Buzeki Enterprises: Businessman and politician Zedekiah Bundotich Kiprop who is popularly known as Buzeki has found himself in the middle of an auction battle with NCBA. This follows an auction suit against Buzeki’s transport firm, Buzeki Enterprises which has revealed that he owes NCBA Sh. 2.7 billion.
According to a report that appeared in the Business Daily on Tuesday, this debt was disclosed in an appeal against an auction suit that was filed by NCBA.
The NCBA Bank, which is associated with the Kenyatta family, is seeking to block Landmark Port Conveyors Ltd from auctioning 53 trucks and trailers belonging to Buzeki over a Sh. 118 million loan.
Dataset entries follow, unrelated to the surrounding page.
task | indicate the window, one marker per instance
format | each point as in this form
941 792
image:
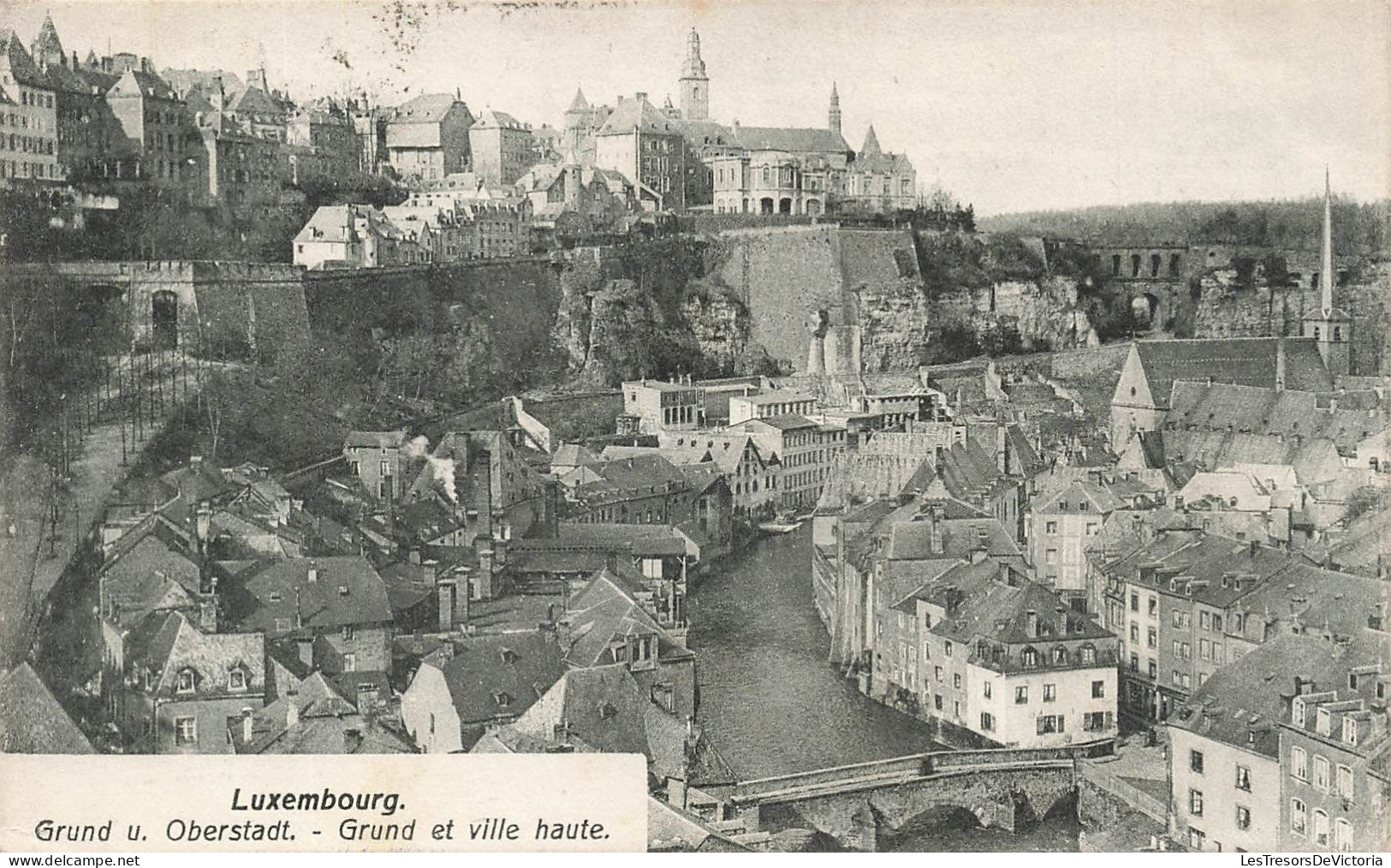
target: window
1320 774
1342 835
185 730
1344 782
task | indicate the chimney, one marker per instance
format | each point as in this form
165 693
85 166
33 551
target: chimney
1280 363
449 593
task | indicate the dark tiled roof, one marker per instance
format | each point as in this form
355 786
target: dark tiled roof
1242 701
794 140
345 592
501 675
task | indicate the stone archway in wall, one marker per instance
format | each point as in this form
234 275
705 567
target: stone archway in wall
164 320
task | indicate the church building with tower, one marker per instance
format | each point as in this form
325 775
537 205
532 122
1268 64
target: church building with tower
807 171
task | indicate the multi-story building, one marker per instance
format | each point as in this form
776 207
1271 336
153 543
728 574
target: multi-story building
31 118
178 686
360 237
382 461
805 449
1244 770
427 138
1005 660
763 405
1061 527
502 148
752 474
153 116
651 405
649 148
879 181
1186 604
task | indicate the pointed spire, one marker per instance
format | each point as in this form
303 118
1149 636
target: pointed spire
871 146
1326 282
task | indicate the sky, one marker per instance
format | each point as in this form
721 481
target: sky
1008 106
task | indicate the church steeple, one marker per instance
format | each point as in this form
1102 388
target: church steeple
694 82
1330 327
1326 259
871 146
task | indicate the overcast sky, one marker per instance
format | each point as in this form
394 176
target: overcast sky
1013 106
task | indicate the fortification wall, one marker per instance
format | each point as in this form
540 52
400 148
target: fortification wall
1228 309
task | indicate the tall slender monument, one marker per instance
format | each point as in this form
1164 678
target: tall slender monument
1329 326
694 82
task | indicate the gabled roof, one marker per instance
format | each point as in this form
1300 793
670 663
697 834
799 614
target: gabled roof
794 140
634 111
1242 703
425 109
501 675
167 645
607 710
31 718
601 615
1239 360
344 592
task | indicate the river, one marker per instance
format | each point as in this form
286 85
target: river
772 705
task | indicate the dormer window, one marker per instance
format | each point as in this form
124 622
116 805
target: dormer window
1350 730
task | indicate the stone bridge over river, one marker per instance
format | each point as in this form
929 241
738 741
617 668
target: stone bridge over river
1003 788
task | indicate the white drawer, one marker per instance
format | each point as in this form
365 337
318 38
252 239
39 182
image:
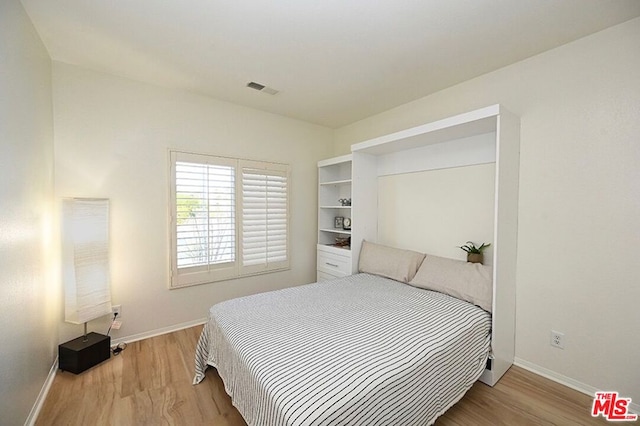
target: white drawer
323 276
334 264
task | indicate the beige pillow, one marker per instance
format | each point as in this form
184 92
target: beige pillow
472 282
389 262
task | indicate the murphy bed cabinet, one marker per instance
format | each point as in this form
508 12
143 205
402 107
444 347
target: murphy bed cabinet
486 135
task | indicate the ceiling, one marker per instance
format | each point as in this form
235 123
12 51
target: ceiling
333 61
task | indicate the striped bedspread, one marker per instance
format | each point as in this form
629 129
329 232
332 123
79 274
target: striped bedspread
360 350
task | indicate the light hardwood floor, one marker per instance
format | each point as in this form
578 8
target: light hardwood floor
149 383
NCBA says that the 53 trucks and trailers are part of the 289 trucks and 141 trailers bought using the Sh. 2.7 billion loan.
“The High Court last year allowed Landmark to auction the vehicles to recover Sh. 118 million after Buzeki defaulted on a debt repayment agreement signed in November 2018. NCBA, however, appealed the High Court decision saying it had a stake in the financing of Buzeki’s 53 trucks and trailers hence their sale by Landmark would dilute the security of the loan owed by the haulage firm,” the report in the Business Daily said.
The bank told the court that it is holding moveable and immoveable properties belonging to Buzeki, including the 53 trucks and trailers. These properties are security for the loan of Sh. 2.7 billion.
“The lender told the court that it had become the owner of the assets and that Landmark had no right over them. It sought to stop Landmark from selling the 53 trucks and trailers, which have since been attached by Moran Auctioneers,” the report said.
Justices Roselyn Nambuye, Hannah Okwengu and Daniel Musinga on Friday ruled in favour of NCBA’s concerns. “If the properties are sold, and the bank succeeds in its appeal, the appeal may be rendered nugatory as the bank will have already lost the securities for the amount loaned to Buzeki,” the bench ruled.
This means that the trucks disputed by NCBA will not be sold. “They also directed NCBA to deposit Sh. 60 million in an interest-earning account within 30 days, failing which Landmark will be free to sell the trucks and trailers. The debt dispute stems from a deal in which the haulage firm had entered into a sale agreement with Landmark, a freight and warehousing firm, on August 7, 2015, to purchase two pieces of prime land worth Sh. 340 million in Mombasa,” the report said.
It further stated: Landmark paid Buzeki Enterprises Sh. 105 million for the deal in which the transport firm was expected to discharge a mortgage accrued in one of the properties after receiving the deposit but failed to do so. Buzeki later asked Landmark to review the agreement, prompting the latter to demand a refund of its money. Landmark moved to court and successfully managed to attach the 53 trucks and trailers in contention.